Colorectal Cancer Prevention
|Diet and Supplements||Effect on CRC Risk||Implications|
|Fruits, Vegetables, and Fiber||None|
|Red Meat, Fat, and Carbohydrates||Increases|
|Calcium and Vitamin D||Calcium: Decreases
Vitamin D: Potentially decreases
|Lifestyle Traits||Effect on CRC risk||Implications|
|Body Mass and Fat Distribution||Increases|
|Post Menopausal Hormones||Decreases|
Ongoing controversies- CT Colonography
CT colonogrpahy is a relatively new method of CRC screening which is not without its controversy. For one, its accuracy has been questioned and it has been further argued that if patients screen postivive for polyps during testing, a colonoscopy would then still be necessary for biopsy. A recent study from Martin-Lopez et. al. recently found that the specificity of CT colonography in screening for CRC is generally high, though it decreases as the diameter of polyp investigated decreases. The sensitivity of CT colonography for the detection of polyps < 6 mm in diameter was found to be low and heterogeneous, although the sensitivity was significantly higher for polyps > 10 mm. A strength of the CT colonography is its low incidence of adverse effects. Martin-Lopez et. al. concluded that CT colonography could therefore be useful as a screening test for populations with an average risk of CRC.

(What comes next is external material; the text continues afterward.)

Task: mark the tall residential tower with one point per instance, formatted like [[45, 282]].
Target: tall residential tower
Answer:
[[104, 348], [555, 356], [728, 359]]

In the United States, the predmoninat method of CRC screening is via colonoscopy at 10 years intervals starting at either 45 or 50 depending on which guideline is being used. In Europe on the other hand, FIT is used at 1-2 years intervals, and if positive, then leads to the use of colonoscopy for further investigation. While there is no date of yet to support one method over the other at this time, there is a significant difference in cost and patient compliance between the two methods. COLONPREV is a study that is currently ongoing with ten-year outcome reports due in 2021. As per the findings already released from the trial, the FIT method of testing had a 39% greater compliance from patients and the same rate of CRC detection when compared to colonoscopies after the first FIT exam.